From January 9th to the 16th, 2012, this website (DenyConformity.com) was shut down. Though I would love to say that it was because I was engaging in an extended protest of SOPA, it was actually something far more boring. Since I am making a post today, though, I am bound by the INTERNET CODE to reference how evil SOPA is as much as possible, so I apologize in advance for that.
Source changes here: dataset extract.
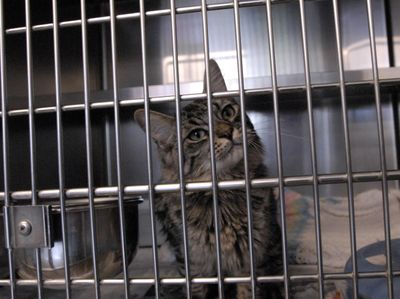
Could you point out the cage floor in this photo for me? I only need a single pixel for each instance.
(141, 267)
We’ll have to go back a bit (just for a few sentences, I promise), to the early days of this website. Back in the ye olde days of 2005, I was a young, go-getting amateur web designer looking for a place to put a website that I could use to learn how to set up a website. After a tiny bit of searching, I found the cheapest host I could find, otherwise known as “Startlogic.com.” I set up my site, and everything worked fine. Over the years I had a few troubles here and there, but most were the fault of my lack of experience with the entire process. Startlogic, it seemed, was perfectly adequate for the task of hosting a low-tech website with an audience of several.

Incidentally, this is the exact same photograph and layout that they had six years ago. They either have absolutely fantastic employee retention (that chick in front does look pretty faithful, despite having to work with the guy on the right side of the back row), or they’re - gasp - liars! Other lies on their page (in addition to the “Real People”depicted therein) include “Real Service,” and “Real Savings.”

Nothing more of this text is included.